Recently while working with documents, part of Major General Vincent’s Archive, a member of our Collections Management Committee discovered a note describing how he became the recipient of the Irvin Flying Jacket that was part of his donation to our museum in 2006.

Bill Vincent was a newly graduated Sgt. Pilot in 1942 when he reported to 409 Squadron to fly Bristol Beaufighters at R.A.F Station Coleby Grange in Lincolnshire, England. By War’s end he had completed two Tour’s of Operations flying Night Fighter and Ranger “Ops”

This is his note relating how he acquired his Irvin Jacket.

” Irvine Flying Suits ( jacket & trousers ) were available in limited quantities at the start of WW II.They were in great demand in Bomber Command as the early Bomber aircraft were not well heated. “Cold” aircrew were not efficient aircrew nor were they alert.

Later types of Bomber aircraft had much better heating systems. Wearing the Irvine Jacket and Trousers was not required.The jacket became a popular outer garment to wear to and from the flight line, if you were fortunate enough to get one from Stores.

This jacket belonged to a 409 Squadron Navigator, P/O Mosley.

When I arrived on Squadron, I went to Stores to obtain an Irvine Jacket. I was turned down because none were available, however they put my name on a waiting list.

On New Year’s Eve 1942/43 two of our Squadron’s Beaufighters  were up on a night patrol mission.

They were on two different radio frequencies. As it happened the Ground Searchlight Crews were active and they had “coned” a Bomber aircraft. The two Beaufighters homed in on the target spotlighted in the searchlight’s cones.During their approach to the target the two Beaufighters collided, neither knowing that the other aircraft was zeroing in on the same “coned” target at the same altitude.

The air crew of both aircraft were killed in the collision and both aircraft crashed. Mosley was one of the air crew that was killed.
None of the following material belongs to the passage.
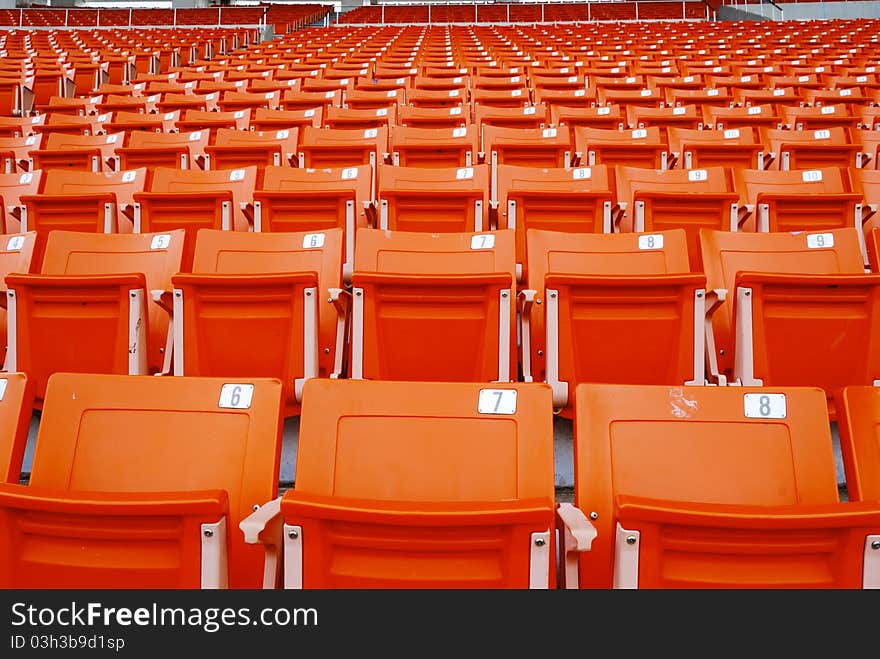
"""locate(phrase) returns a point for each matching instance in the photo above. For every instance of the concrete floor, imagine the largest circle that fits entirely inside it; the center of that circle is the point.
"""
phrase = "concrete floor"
(563, 455)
However,he was not wearing his Irvin Jacket that fateful night.

The Irvin Jacket, along with Mosley’s other personal effects were gathered up by the Administrative types and the Irvin Jacket being public property, was returned to Stores.

Eventually, I was alerted by the Supply Section to call in as they now had an Irvine Jacket for me, it was Mosley’s.

Moe had inscribed the number “409” in white paint on the lower right front panel and “Moe” inscribe on the back.

I managed to scrape the name Moe from the back and had “Vince” inscribed in its place.

(That was the name that I was called throughout the War)  Unfortunately the only paint that I could lay my hands on was grey.

I wore the Irvine Jacket infrequently while flying Beaufighters and never in the Mosquito; the aircraft that the Squadron converted to prior to “D” Day.

      The Mosie had a very crowded cockpit compared to the Beaufighter. To wear the Jacket would have severely restricted any movement in the crowded Mosquito cockpit. “

W.H. Vincent

Sadly as a result of this tragic loss of lives Mosley’s Jacket was now available for re-issue and as was often the case in War, people paid their respects and carried on.

New Year’s Eve 75 years ago, 409 Squadron had two Beaufighters up on a night fighter mission.The collision as described by Bill Vincent occurred over Gainsborogh, Lincolnshire, England.

One aircraft crashed onto Noel Street demolishing three houses and killing three year old Margaret Eames.The second Beaufighter crashed without exploding in the cemetery area of Cox Hill.

Sgt. Bernard Barber

Beaufighter EL-184 was piloted by WO2 Bernard Barber aged twenty-two, from Vernon, B.C.

His Navigator was WO1 Henry Hare aged 21 and was from Toronto, Ont.

WO1 Harry Hare As A Sergeant

They collided mid-air with Beaufighter X-8192.

F/O Bertram Mosley was the Observer on this aircraft. He was 21 years old,married, from London, Ont. His wife Susan lived in London, England.

Mosley’s pilot F/O Harry Brooks was the oldest of the four Casualties at age 28 and was from Verdun, Quebec.

F/O Mosley

All four are buried in the Commonwealth Graves Section of the Scopwick Church Burial Ground. There are thirty-seven Canadians interned here.Eight were members of 409 Squadron.

Grave of F/O Mosley

These deaths and others such as Mosley’s, unfortunately were not that uncommon. 409 Squadron lists fifty-two members killed or missing in action while stationed at Coleby Grange. Twenty-three were considered to be the result of “mishap” – collision or crash landing.

W/C N.B. Petersen the Squadron’s first Commanding Officer was killed in a crash landing on 2, September 1941.

Commonwealth Graves Section of Scopwick Church Burial Ground

John Gillespe Magee, the author of the famous poem “High Flight”

also died as a result of a mid-air collision. He too is among those buried at Scopwick Church Burial Ground.